There were no drafts ratified as RFCs since the last IETF meeting, however worth mentioning is 'draft-ietf-regext-epp-delete-bcp' which is now in the RFC editor queue. The draft aims to minimize unintended DNS resolution disruptions, hijacking scenarios and data inconsistencies by analyzing various practices related to deletion of host objects and recommending specific actions for EPP servers and clients.
The working group didn’t discuss any of the current adopted documents, there were two presentations of potential future work:
- ‘draft-brown-rdap-referrals’ (“Efficient RDAP Referrals”) was presented by Gavin Brown.
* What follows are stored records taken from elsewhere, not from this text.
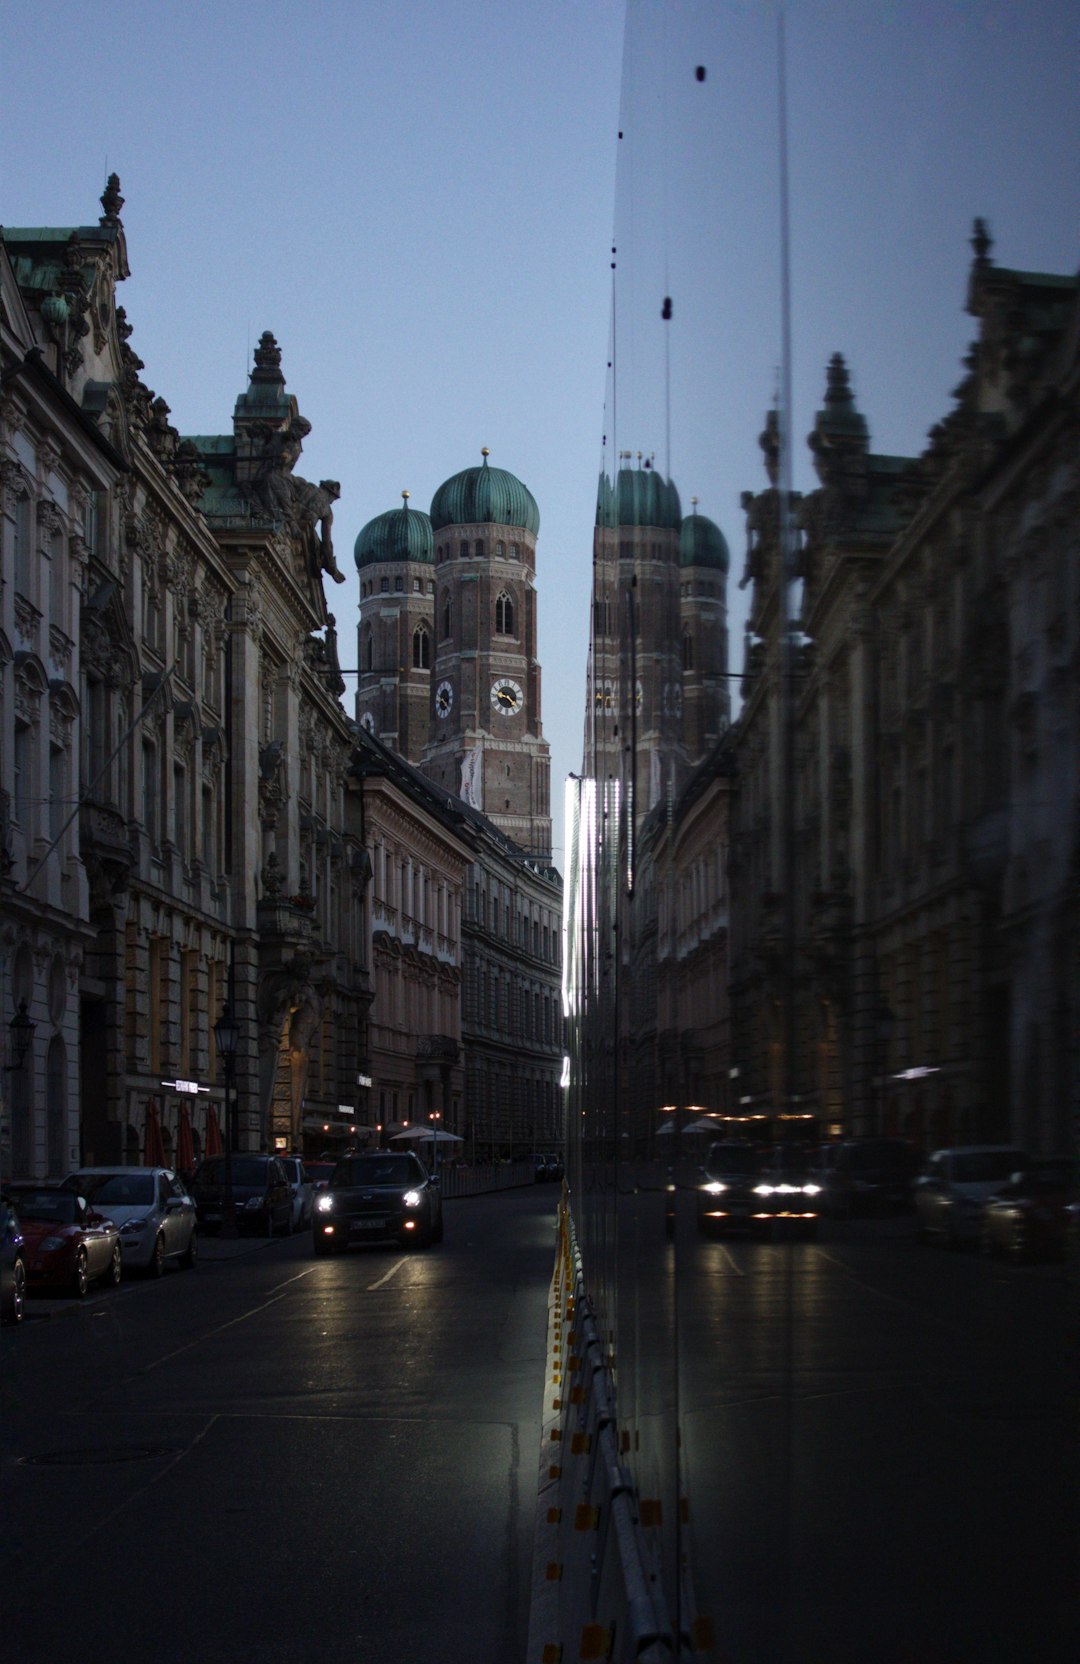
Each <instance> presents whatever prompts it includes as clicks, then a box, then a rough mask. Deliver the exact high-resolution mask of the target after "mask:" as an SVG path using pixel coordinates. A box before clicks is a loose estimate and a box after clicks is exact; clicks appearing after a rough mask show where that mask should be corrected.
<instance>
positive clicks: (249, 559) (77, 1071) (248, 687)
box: [0, 176, 371, 1176]
mask: <svg viewBox="0 0 1080 1664" xmlns="http://www.w3.org/2000/svg"><path fill="white" fill-rule="evenodd" d="M121 205H123V198H121V196H120V186H118V181H116V178H115V176H113V178H111V180H110V183H108V188H107V191H105V196H103V198H102V206H103V215H102V220H100V221H98V225H97V226H82V228H75V230H70V228H65V230H57V231H50V230H43V231H42V230H35V231H12V230H5V233H3V354H5V356H3V371H5V381H3V411H2V419H3V429H2V441H0V443H2V464H3V491H5V519H3V637H2V639H0V661H2V666H0V669H2V681H0V764H2V770H3V777H2V784H3V790H5V794H7V799H5V807H7V814H5V820H3V872H2V874H0V890H2V897H0V900H2V910H3V935H2V938H0V990H2V997H3V1002H5V1008H10V1010H12V1012H20V1010H25V1017H27V1018H28V1020H30V1022H32V1023H33V1030H32V1033H30V1040H28V1045H27V1047H25V1053H23V1057H22V1058H20V1062H18V1068H15V1067H12V1068H10V1070H5V1075H3V1088H5V1122H7V1130H8V1137H7V1142H5V1171H18V1173H30V1175H33V1176H45V1175H48V1176H60V1175H62V1173H65V1171H67V1170H68V1168H70V1166H72V1165H75V1163H77V1161H80V1160H82V1161H92V1160H97V1161H115V1160H138V1158H140V1151H141V1150H143V1146H145V1145H143V1140H145V1135H146V1110H148V1103H150V1100H155V1102H156V1105H158V1107H160V1117H161V1122H163V1128H165V1153H166V1155H173V1153H175V1146H176V1138H178V1128H180V1103H181V1102H183V1100H181V1095H180V1093H178V1092H176V1088H175V1082H176V1080H183V1082H186V1083H188V1085H191V1087H198V1088H200V1090H198V1093H195V1095H193V1097H191V1098H190V1100H188V1102H190V1103H193V1112H191V1120H193V1123H195V1125H193V1133H195V1146H196V1151H198V1150H200V1148H201V1146H205V1143H206V1142H208V1138H211V1137H213V1125H216V1127H221V1125H223V1123H225V1118H226V1103H225V1098H223V1088H221V1070H220V1060H218V1058H216V1055H215V1037H213V1025H215V1020H216V1017H218V1015H220V1012H221V1008H223V1007H226V1005H228V1007H230V1008H231V1013H233V1017H235V1018H236V1022H238V1025H240V1047H238V1055H236V1075H235V1083H236V1092H235V1105H236V1120H235V1140H236V1143H238V1145H240V1146H243V1148H256V1146H258V1145H261V1143H266V1145H271V1142H275V1143H278V1145H290V1146H300V1143H301V1138H303V1132H305V1122H308V1120H310V1122H311V1123H313V1125H315V1123H316V1122H318V1123H321V1122H323V1120H324V1118H326V1115H328V1113H329V1112H331V1110H334V1108H336V1107H338V1105H341V1103H349V1102H351V1100H354V1097H356V1077H358V1068H359V1058H361V1055H363V1050H364V1042H363V1023H364V1013H366V1007H368V1002H369V992H371V990H369V982H368V940H369V934H368V924H366V879H368V867H366V862H364V852H363V844H361V825H359V809H358V802H356V795H354V794H353V792H349V790H348V764H349V759H351V750H353V726H351V721H349V717H348V716H346V714H344V711H343V707H341V704H339V697H338V696H339V692H341V691H343V687H344V684H343V681H341V677H339V672H338V666H336V646H334V631H333V616H331V614H328V612H326V604H324V596H323V572H328V574H329V576H334V574H336V562H334V557H333V542H331V521H333V501H334V498H336V486H334V483H333V481H321V483H320V484H311V483H308V481H305V479H301V478H300V476H296V474H295V464H296V461H298V458H300V451H301V443H303V438H305V434H306V433H308V431H310V426H308V424H306V423H305V419H303V418H301V416H300V413H298V408H296V401H295V399H293V398H291V396H288V394H286V393H285V379H283V376H281V368H280V366H281V356H280V351H278V348H276V343H275V341H273V336H270V334H266V336H263V339H261V343H260V348H258V349H256V356H255V369H253V374H251V383H250V386H248V388H246V389H245V393H241V396H240V399H238V403H236V409H235V414H233V431H231V434H226V436H213V438H200V439H183V438H181V436H180V434H178V431H176V429H175V428H173V426H171V423H170V421H168V414H170V411H168V404H166V403H165V399H161V398H155V394H153V393H151V391H150V389H148V388H146V386H145V383H143V381H141V378H140V371H141V369H143V364H141V361H140V359H138V358H136V356H135V353H133V349H131V348H130V344H128V338H130V334H131V329H130V326H128V323H126V318H125V314H123V308H120V306H116V285H118V283H120V281H123V278H126V275H128V260H126V243H125V233H123V225H121V221H120V208H121ZM68 810H70V815H68V814H67V812H68ZM65 815H67V819H65ZM68 822H70V824H68ZM3 1032H5V1035H7V1033H8V1027H7V1020H5V1025H3ZM23 1033H25V1030H23Z"/></svg>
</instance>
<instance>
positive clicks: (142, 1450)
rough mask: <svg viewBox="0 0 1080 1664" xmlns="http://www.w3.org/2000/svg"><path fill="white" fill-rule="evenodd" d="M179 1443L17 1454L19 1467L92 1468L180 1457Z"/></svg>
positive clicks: (134, 1444)
mask: <svg viewBox="0 0 1080 1664" xmlns="http://www.w3.org/2000/svg"><path fill="white" fill-rule="evenodd" d="M181 1451H183V1444H107V1446H105V1448H103V1449H92V1451H45V1453H43V1454H42V1456H20V1458H18V1466H20V1468H92V1466H95V1464H100V1463H118V1461H155V1459H158V1458H161V1456H180V1453H181Z"/></svg>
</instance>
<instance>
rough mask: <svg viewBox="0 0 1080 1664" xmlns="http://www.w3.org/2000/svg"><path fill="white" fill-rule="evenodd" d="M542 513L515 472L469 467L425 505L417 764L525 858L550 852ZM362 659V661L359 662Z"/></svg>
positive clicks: (494, 468)
mask: <svg viewBox="0 0 1080 1664" xmlns="http://www.w3.org/2000/svg"><path fill="white" fill-rule="evenodd" d="M538 532H539V509H538V508H536V501H534V498H533V493H531V491H528V488H526V486H523V483H521V481H519V479H516V478H514V476H513V474H509V473H506V471H504V469H501V468H491V466H489V464H488V449H484V451H483V463H481V466H479V468H466V469H464V471H463V473H461V474H454V476H453V479H448V481H446V483H444V484H443V486H439V489H438V491H436V494H434V498H433V501H431V534H433V541H434V659H433V667H431V721H429V742H428V747H426V750H424V755H423V764H421V767H423V772H424V774H426V775H428V779H431V780H433V782H434V784H436V785H441V787H443V789H444V790H446V792H453V794H456V795H458V797H463V799H464V800H466V802H468V804H473V807H476V809H479V810H483V814H484V815H486V817H488V819H489V820H493V822H494V825H498V827H499V829H501V830H503V832H506V835H508V837H511V839H513V840H514V844H518V845H519V847H521V849H524V850H526V852H528V854H529V855H538V857H542V859H547V860H549V859H551V750H549V745H547V740H546V739H544V737H542V726H541V667H539V659H538V652H536V622H538V621H536V587H534V579H536V536H538ZM361 666H363V661H361Z"/></svg>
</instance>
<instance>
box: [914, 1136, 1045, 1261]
mask: <svg viewBox="0 0 1080 1664" xmlns="http://www.w3.org/2000/svg"><path fill="white" fill-rule="evenodd" d="M1027 1165H1028V1158H1027V1155H1025V1153H1023V1150H1017V1148H1015V1145H957V1146H955V1148H954V1150H935V1151H934V1153H932V1155H930V1156H927V1165H925V1168H924V1170H922V1173H920V1176H919V1178H917V1180H915V1188H914V1198H915V1230H917V1235H919V1240H920V1241H929V1240H930V1238H932V1236H940V1240H942V1241H944V1243H945V1245H947V1246H949V1248H960V1246H962V1245H964V1243H973V1241H977V1238H978V1231H980V1225H982V1205H983V1201H987V1198H988V1196H993V1195H995V1193H997V1191H998V1190H1000V1188H1002V1185H1007V1183H1008V1180H1010V1178H1012V1176H1013V1173H1020V1171H1023V1168H1025V1166H1027Z"/></svg>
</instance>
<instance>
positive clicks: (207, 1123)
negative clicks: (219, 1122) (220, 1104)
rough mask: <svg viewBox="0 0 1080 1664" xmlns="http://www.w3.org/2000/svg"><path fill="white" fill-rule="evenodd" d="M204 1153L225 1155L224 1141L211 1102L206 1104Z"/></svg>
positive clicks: (219, 1154)
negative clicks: (205, 1146)
mask: <svg viewBox="0 0 1080 1664" xmlns="http://www.w3.org/2000/svg"><path fill="white" fill-rule="evenodd" d="M206 1155H225V1142H223V1138H221V1128H220V1127H218V1112H216V1110H215V1107H213V1103H208V1105H206Z"/></svg>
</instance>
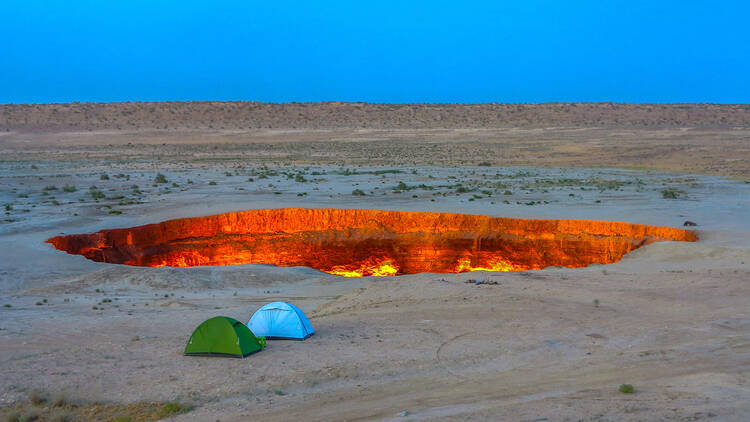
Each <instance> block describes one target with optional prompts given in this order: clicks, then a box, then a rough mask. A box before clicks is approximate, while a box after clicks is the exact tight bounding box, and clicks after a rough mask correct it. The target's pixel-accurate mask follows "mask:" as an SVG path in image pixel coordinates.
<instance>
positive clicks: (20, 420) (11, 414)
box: [5, 412, 21, 422]
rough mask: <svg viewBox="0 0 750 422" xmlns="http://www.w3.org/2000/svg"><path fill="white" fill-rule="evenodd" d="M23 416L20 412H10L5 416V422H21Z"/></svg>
mask: <svg viewBox="0 0 750 422" xmlns="http://www.w3.org/2000/svg"><path fill="white" fill-rule="evenodd" d="M20 421H21V414H20V413H18V412H10V413H8V414H6V415H5V422H20Z"/></svg>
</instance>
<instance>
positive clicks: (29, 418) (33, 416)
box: [20, 410, 39, 422]
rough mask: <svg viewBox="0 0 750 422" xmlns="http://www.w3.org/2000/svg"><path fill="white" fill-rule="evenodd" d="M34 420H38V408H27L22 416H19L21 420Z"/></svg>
mask: <svg viewBox="0 0 750 422" xmlns="http://www.w3.org/2000/svg"><path fill="white" fill-rule="evenodd" d="M36 420H39V411H38V410H29V411H28V412H26V413H25V414H24V415H23V416H21V419H20V421H21V422H33V421H36Z"/></svg>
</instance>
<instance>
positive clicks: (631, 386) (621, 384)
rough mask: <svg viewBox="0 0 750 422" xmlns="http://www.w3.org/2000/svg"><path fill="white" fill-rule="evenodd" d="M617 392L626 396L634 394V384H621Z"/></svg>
mask: <svg viewBox="0 0 750 422" xmlns="http://www.w3.org/2000/svg"><path fill="white" fill-rule="evenodd" d="M617 390H618V391H619V392H621V393H624V394H633V393H634V392H635V388H633V385H632V384H621V385H620V388H618V389H617Z"/></svg>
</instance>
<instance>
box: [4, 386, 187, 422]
mask: <svg viewBox="0 0 750 422" xmlns="http://www.w3.org/2000/svg"><path fill="white" fill-rule="evenodd" d="M190 410H192V407H190V406H187V405H185V404H182V403H178V402H166V403H163V402H137V403H130V404H119V403H98V402H91V403H86V402H72V401H69V400H67V399H66V397H65V395H63V394H56V395H53V396H52V398H51V399H50V398H49V397H48V396H47V395H45V394H43V393H41V392H38V391H34V392H32V393H31V394H29V400H28V401H24V402H19V403H16V404H15V405H13V406H8V407H5V408H0V415H1V416H2V418H0V420H2V421H4V422H22V421H39V422H72V421H91V422H115V421H116V422H147V421H157V420H160V419H164V418H168V417H171V416H174V415H177V414H180V413H185V412H189V411H190Z"/></svg>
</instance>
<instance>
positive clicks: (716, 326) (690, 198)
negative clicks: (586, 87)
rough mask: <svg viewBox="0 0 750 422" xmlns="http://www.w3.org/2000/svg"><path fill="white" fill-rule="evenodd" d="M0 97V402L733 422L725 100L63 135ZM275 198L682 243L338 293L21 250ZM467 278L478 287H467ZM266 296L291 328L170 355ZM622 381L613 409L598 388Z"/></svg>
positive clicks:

The presentation highlighted the issue caused by full zone RDAP scans experienced by TLD RDAP services of potentially low cache rates (20-30%) of those RDAP queries causing great resource consumption, even though the clients are not interested about the whole payload but just the referral link to a registrar RDAP. The draft proposes a combination of HEAD method and a Link HTTP Header to limit the number of database lookups and the size of returned payloads in this use case.
- ‘draft-zzn-authcodesec’ ("Domain Transfer Authorization Using Cryptographic Signatures") was presented by Victor Zhou. This draft proposes extending EPP with public key authentication to make domain transfers faster and safer. In the second iteration of this draft the number of use-case scenarios was reduced for simplicity as well as the possibility for the losing registrar to still deny a transfer was added.
RPP WG
This new working group was chartered out of the discussions started in REGEXT working group during IETFs 118 through 120 and finally holding a BoF (Birds of Feather) session during IETF 121. The task of this working group is to work on an alternative provisioning protocol to EPP, which would be based on HTTP and JSON, following RESTful design principles.
The first session was filled with organizational topics about the working group process, but also some valuable presentations aimed to kick-off the work:
As a basis for compatibility with EPP James Gould presented preliminary results of “EPP Extensibility and Extension Analysis” and Pawel Kowalik presented CENTR Survey results on EPP Extensions.
In the further proceedings Maarten Wullink led the discussion on RPP requirements and Pawel Kowalik presented initial draft of work on RPP architecture.
Epilogue
IETF 122 was another successful gathering, for which the host and the sponsors deserve congratulations. There was once again a full and stimulating program, and ample opportunity for participants to network. The focus is firmly on the future, within both the IETF working groups and the IRTF working groups. And, because the future is exciting, IETF meetings are consistently stimulating and relevant.
The next IETF meeting is scheduled for 19 to 25 July 2025 in Madrid.